Kaldı ki, İmam Hatip Liselerindeki öğrencilerin yalnızca yüzde 14'ünün namaz kıldığı gerçeğinden de hareketle, okumasını bilenlerin de Kur'an hatmine/tilavetine ne kadar zaman ayırdıkları da ayrı bir muamma ve daha büyük bir risk faktörü olsa gerek.
Sadece elif-ba ve tecvid öğretmek değil aynı zamanda Kur'an'dan her gün belli bir miktar okumanın özendirilmesi ve bunun yanında tefsirlerin de yaygınlaştırılması için herkese büyük görevler düştüğü açıktır.
Bediüzzaman; “Her bir has talebenin mühim bir vazifesi, bir çocuğa Kur'ân öğretmektir” der. (Barla Lahikası)
Devlet denilen aygıt, Kur'an öğretiminde, okunmasını teşvik etmede çok şey yapabilir ve yapmalıdır ancak, bu sorumluluk öyle birilerinin tekeline, insafına ve anlayışına devredilemeyecek kadar önemlidir.

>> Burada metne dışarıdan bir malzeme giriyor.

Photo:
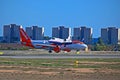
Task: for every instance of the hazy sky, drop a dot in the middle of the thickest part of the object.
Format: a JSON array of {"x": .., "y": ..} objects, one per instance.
[{"x": 53, "y": 13}]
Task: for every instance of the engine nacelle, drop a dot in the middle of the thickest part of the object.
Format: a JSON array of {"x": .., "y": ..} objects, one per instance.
[{"x": 57, "y": 49}]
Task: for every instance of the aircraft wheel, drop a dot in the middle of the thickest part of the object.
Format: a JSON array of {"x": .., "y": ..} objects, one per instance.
[{"x": 50, "y": 51}]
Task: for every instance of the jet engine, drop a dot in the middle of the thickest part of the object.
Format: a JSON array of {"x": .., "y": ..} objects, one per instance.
[{"x": 57, "y": 49}]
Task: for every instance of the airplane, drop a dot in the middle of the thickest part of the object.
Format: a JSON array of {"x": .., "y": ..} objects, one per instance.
[{"x": 55, "y": 44}]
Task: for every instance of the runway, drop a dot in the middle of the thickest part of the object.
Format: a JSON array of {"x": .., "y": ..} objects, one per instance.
[{"x": 58, "y": 56}]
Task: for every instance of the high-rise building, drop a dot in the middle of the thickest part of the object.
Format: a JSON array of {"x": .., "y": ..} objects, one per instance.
[
  {"x": 7, "y": 33},
  {"x": 61, "y": 32},
  {"x": 35, "y": 32},
  {"x": 11, "y": 33},
  {"x": 110, "y": 35},
  {"x": 83, "y": 34}
]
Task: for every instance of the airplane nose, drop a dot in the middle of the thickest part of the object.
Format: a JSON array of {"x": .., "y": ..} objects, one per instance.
[{"x": 85, "y": 46}]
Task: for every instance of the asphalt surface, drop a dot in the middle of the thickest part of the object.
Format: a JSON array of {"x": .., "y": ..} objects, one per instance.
[{"x": 52, "y": 56}]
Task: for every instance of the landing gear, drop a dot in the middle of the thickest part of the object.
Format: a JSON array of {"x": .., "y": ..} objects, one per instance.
[{"x": 50, "y": 51}]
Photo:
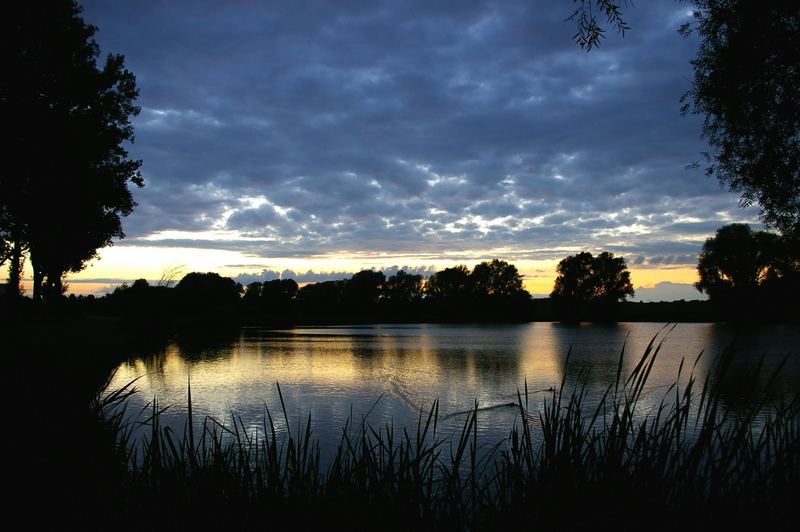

Resmi ideolojinin Kur'an'a adeta savaş ilan ettiği 1930'lu yılların sonlarında Kur'an Kursu mezunlarının sayısı iki haneliydi. Sadece o yıllar değil sonrasında da bu tavrın acımasızlığı devam etti. Mesela yirmi yıl öncesinde Batman, Diyarbakır gibi bölgelerde çok yoğun biçimde Kur'an dersi veren gönüllü sivil yapıya o dönemdeki devlet yetkililerinin nasıl muamelede bulunduğu ve hâlâ bu yüzden birçok kişinin zindanlarda tutulmaya devam ettiği de herkesin malumu.
Kur'an'ın öğretilmediği, okunmadığı, anlaşılması için çaba gösterilmediği zamanlar, cehaletin fay hatlarının kırılmaya müsait olduğu vakitlerdir.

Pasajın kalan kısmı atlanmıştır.